That being the case, in order for the madman prophet of atheism to succeed, he must not only murder God, but destroy the very conditions that make God necessary. Because if he doesn't eliminate those conditions, then they will continue to evoke God.

Consider a physiological analogy. You can ban sweets, but so long as human beings have a sweet tooth, they will keep discovering and being drawn to sweets.

Continuing with the analogy, the dietary madman can't just ban sweets, but must flood the world with anti-sweets propaganda, so that a kind of unnatural aversion is superimposed over the natural attraction.

Ideology functions in the same way, for example, vis-a-vis the LGBTQETC agenda. In order to transform something everyone knows is unnatural into something natural, the instinct of aversion must be displaced, which is how and why "homophobia" was invented. I suppose there are a handful of true homophobes with psychological issues of their own -- people with an infrarational (and not transrational) animus toward homosexuals -- but the real purpose of the homophobia accusation is to shame and pathologize normalcy. Similarly, if Islam really means what it says, why wouldn't someone be Islamophobic? (And recall that phobos is fear, not hatred.)

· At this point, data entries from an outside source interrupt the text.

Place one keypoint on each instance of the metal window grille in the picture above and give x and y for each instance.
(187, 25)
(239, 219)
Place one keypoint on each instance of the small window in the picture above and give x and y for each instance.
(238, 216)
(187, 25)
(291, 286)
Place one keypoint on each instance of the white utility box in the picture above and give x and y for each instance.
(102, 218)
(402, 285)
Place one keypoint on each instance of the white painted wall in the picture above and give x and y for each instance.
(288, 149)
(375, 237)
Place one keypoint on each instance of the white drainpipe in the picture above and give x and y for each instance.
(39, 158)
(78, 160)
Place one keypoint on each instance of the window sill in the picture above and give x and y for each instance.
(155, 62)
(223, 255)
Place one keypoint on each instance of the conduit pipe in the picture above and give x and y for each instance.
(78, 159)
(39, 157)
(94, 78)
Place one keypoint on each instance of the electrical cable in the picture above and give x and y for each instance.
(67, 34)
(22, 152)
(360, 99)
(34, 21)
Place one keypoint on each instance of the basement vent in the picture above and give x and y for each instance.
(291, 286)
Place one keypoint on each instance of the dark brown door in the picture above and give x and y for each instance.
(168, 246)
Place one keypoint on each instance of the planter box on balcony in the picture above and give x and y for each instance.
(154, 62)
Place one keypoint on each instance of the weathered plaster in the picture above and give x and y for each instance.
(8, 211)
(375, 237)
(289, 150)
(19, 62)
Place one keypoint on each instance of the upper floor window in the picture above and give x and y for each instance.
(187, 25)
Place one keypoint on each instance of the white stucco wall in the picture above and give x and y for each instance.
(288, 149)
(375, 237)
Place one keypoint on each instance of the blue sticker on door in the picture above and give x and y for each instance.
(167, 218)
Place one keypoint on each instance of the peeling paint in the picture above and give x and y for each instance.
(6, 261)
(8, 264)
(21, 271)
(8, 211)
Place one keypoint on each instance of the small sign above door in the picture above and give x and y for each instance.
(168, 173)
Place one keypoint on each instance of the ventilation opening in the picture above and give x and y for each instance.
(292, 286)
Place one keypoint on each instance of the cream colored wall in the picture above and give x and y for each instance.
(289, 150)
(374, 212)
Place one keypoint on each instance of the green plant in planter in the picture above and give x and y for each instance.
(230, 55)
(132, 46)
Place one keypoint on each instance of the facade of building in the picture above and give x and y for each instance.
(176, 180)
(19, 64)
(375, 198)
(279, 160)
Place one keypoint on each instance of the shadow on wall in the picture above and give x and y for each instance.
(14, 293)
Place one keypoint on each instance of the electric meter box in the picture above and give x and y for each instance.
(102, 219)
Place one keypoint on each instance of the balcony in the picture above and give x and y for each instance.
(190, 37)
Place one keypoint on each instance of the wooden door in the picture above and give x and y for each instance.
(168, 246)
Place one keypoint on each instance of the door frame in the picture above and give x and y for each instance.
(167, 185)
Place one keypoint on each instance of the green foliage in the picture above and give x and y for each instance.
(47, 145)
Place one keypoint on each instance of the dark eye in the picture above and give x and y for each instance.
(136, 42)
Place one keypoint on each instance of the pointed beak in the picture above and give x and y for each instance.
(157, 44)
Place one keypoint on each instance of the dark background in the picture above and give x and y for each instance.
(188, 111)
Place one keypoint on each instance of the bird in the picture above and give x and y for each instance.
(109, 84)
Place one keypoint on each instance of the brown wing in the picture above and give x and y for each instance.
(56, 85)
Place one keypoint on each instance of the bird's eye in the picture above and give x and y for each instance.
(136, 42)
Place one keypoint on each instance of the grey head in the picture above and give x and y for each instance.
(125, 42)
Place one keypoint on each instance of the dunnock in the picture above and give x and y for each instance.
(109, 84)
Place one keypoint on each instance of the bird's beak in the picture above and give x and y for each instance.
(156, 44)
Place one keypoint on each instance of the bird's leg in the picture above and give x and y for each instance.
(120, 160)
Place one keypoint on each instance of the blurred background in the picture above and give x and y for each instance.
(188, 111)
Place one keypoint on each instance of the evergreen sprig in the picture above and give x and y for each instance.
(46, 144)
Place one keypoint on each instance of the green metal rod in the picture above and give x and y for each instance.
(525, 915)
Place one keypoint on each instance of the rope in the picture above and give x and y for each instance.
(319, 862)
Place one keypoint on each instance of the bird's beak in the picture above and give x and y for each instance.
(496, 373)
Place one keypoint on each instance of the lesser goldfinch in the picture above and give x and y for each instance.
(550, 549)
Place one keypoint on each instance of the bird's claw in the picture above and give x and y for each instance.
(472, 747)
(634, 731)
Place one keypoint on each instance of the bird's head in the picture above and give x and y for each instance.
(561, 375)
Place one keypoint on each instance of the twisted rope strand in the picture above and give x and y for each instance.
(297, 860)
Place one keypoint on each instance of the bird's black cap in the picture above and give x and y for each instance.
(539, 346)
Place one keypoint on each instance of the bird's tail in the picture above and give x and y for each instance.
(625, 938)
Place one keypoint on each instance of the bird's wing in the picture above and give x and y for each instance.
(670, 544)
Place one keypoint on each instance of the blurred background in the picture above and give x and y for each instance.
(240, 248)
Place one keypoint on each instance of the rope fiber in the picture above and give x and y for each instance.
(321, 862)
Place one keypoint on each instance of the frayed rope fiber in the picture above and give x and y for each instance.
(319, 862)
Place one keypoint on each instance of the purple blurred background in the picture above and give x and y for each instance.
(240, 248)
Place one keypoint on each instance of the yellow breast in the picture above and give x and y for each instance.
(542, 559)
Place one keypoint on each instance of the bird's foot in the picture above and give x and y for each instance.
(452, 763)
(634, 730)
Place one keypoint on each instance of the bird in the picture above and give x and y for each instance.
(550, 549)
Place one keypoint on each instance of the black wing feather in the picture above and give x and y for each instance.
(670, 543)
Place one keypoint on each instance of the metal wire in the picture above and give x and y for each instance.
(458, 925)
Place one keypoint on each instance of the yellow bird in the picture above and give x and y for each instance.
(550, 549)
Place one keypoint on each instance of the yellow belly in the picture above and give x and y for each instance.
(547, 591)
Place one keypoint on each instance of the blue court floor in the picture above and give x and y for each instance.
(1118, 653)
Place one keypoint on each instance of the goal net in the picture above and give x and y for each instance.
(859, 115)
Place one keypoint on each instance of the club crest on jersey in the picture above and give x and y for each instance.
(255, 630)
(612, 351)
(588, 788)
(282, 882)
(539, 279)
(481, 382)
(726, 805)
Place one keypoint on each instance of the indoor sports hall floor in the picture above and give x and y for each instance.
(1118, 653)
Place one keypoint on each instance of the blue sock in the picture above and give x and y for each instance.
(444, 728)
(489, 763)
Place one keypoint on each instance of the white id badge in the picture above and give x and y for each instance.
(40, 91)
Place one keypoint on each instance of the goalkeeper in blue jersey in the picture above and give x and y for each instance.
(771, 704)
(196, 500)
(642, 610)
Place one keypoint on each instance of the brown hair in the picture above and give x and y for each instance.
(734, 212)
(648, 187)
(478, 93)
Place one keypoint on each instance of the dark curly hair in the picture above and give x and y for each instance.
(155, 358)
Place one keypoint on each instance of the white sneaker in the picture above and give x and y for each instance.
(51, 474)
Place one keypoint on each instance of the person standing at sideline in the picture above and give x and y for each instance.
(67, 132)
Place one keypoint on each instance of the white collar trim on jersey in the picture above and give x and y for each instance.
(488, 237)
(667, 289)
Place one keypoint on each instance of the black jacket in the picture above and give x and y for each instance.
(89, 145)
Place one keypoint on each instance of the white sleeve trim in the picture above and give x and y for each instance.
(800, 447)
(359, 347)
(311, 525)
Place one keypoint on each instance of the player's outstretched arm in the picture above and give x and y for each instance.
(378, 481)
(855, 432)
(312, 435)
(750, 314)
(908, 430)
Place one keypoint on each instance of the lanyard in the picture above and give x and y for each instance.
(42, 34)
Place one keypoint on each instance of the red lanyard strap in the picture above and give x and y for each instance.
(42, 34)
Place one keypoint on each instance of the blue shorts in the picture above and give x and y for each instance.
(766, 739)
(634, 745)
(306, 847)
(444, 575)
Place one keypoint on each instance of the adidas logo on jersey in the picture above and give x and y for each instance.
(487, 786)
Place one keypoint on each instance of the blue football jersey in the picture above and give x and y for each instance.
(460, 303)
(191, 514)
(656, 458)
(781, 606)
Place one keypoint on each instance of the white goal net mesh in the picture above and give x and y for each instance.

So in order to truly eradicate God, we must amputate, excise, or in some way annihilate that part of man that is spontaneously oriented toward his creator and source. We have seen how this works in America over the past seventy-five years or so, whereby the legal system now functions in this overtly destructive manner.

To take just one absurd example that comes to mind, a few years ago the County of Los Angeles was forced (not that there was any resistance on the County's part) by the court to remove a tiny cross from its official seal, which required millions of dollars to track down every last seal on every car, every office door, every building, every piece of stationery. The cross had always been there, as it is a banal historical fact that the territory was settled by Spanish missionaries, but as always, history must bow before ideology. Plus, you know, the government has so much money anyway, we don't know what to do with it. After all, we only have 60,000 homeless people living in Los Angeles alone...

In Science, Politics, and Gnosticism, Voegelin explains how it all goes down. It is the task of the ideological historian,

once the world beyond truth has disappeared, to establish the truth of this world. Thus, the critique of heaven is transformed into the critique of earth; the critique of religion, into the critique of law; the critique of theology, into the critique of politics (Bottomore, italics in original).

Note that this is no longer a disinterested quest for truth as we have come to understand it, but a kind of mental or psycho-spiritual activism; it is no longer theory, but practice:

Its subject is its enemy, which it seeks not to refute, but to annihilate.... It no longer acts as an end in itself, but only as a means. Its essential emotion is indignation; its essential task is denunciation (ibid).

Boy, is that true. In another book I was reading this weekend, I came across this little wisecrack, that "Indignation usually erupts into exaggeration." Over the past three years we've seen how the Trump-derangement of the left has transformed its seething hordes of simpleminded imbeciles into even simpler imbeciles convulsed by even more hatred than usual. It hasn't worked thus far, so expect the seething to be cranked up to 11 until the 2020 election and beyond. Indeed, this seething frustration is probably a permanent feature of deicide, as the murderers vainly attempt to force transcendence to be immanence, which is of course impossible.